I think the first thing i would do is to use jump leads from another vehicle so that you eliminate the battery as a potential problem, sometimes they show fully charged but without the guts to turn engine over.
HTH
Peter.


----------



## 130997 (Jan 31, 2010)

Thank you Peter, unfortunately I have already tried this but forgot to mention it.
Regards, Robin.


----------



## davesport (Nov 12, 2006)

> The battery is fully charged


 How do you know ?

What's the battery voltage with the

1 Engine off
2 Engine running (If you can get it running)
3 Voltage across the battery whilst cranking ?

D.


----------



## 130997 (Jan 31, 2010)

I am unable to test with a voltmeter as I dont have one. However, the voltmeter in the cabin for the leisure battery is about 14v and the reading for the starter battery is the same. I have tried jump starting, re-charged the battery and the lights illuminate brilliantly. 
The engine does not crank, the starter makes no effort to turn, click, not dull the lights!
The lack of glow plug lights is new for this year! Didn't happen before.
Otherwise a beautiful 20 year old van with less than 40,000 kilometres on the clock............ but it wont go!
Robin.


----------



## davesport (Nov 12, 2006)

Seeing as you have no voltmeter I'm going to suggest something else.

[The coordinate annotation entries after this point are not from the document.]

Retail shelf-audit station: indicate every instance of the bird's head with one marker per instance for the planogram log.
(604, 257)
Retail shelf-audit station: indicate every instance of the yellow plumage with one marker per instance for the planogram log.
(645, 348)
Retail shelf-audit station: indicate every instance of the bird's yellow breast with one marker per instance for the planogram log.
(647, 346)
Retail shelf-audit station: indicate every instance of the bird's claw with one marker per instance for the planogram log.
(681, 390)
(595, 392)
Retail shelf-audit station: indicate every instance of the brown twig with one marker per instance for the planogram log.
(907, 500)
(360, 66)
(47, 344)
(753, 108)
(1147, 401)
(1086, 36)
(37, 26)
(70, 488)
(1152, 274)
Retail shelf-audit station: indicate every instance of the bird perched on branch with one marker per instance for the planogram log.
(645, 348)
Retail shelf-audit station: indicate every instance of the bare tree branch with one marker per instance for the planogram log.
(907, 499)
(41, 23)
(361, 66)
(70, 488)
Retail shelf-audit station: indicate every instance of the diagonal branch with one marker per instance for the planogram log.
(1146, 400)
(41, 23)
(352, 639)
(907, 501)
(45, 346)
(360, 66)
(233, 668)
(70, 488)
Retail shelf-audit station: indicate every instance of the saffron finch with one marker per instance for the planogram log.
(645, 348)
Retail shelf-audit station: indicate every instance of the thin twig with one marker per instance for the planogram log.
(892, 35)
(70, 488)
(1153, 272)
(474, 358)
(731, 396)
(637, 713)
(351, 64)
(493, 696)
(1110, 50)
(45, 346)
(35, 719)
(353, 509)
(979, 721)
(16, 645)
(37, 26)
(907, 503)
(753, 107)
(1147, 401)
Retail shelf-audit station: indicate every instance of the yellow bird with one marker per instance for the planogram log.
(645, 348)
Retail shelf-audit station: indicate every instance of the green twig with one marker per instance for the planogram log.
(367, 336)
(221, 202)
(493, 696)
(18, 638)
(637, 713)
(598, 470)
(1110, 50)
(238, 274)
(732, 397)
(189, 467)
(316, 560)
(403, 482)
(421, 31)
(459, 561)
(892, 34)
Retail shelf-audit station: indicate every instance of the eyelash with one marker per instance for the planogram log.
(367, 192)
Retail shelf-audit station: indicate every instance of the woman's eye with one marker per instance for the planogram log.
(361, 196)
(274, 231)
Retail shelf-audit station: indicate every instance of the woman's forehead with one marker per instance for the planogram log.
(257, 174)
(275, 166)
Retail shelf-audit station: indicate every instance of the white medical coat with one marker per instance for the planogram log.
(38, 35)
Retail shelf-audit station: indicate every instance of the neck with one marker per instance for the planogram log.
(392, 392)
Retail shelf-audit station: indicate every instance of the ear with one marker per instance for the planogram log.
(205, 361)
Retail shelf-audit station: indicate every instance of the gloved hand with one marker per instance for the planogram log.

Get your hammer out & give the starter motor a few good knocks. It might be stuck. If it's not it'll vent a bit of frustration 8O 

D.


----------



## teifiprt (Oct 2, 2007)

The other thing I can suggest is the starter solenoid. Open bonnet and try to hear it clicking on and off when someone turns the ignition key to start. The solenoid will be located close to the starter motor. If you had a voltmeter you could test whether you had a supply at the solenoid when you turn the key, if you have and no clicking noise then probably a faulty solenoid.
Peter.


----------



## 130997 (Jan 31, 2010)

I will do that tomorrow morning and report back. New starter motor last June, but as you say, vent some frustration whatever.
Robin.
P.s. Do you know where the relay for the glow plug might be hiding?


----------



## citroennut (May 16, 2005)

wouldn't worry too much at the moment about the glow plugs, if they weren't working it would still crank and eventually fire - if there was sufficient juice. the other option is to put in gear and rock backwards and forwards, i do appreciate it is heavy! but may be possible if on the level.

simon


----------



## richardjames (Feb 1, 2006)

Have you considered a worn starter ring jamming the new starter motor


----------



## 130997 (Jan 31, 2010)

Unfortunately Simon its an automatic, so no pushing.

Regarding the starter ring I will give the starter a bash tomorrow and then decide if I am brave enough to take it off and have a look or not.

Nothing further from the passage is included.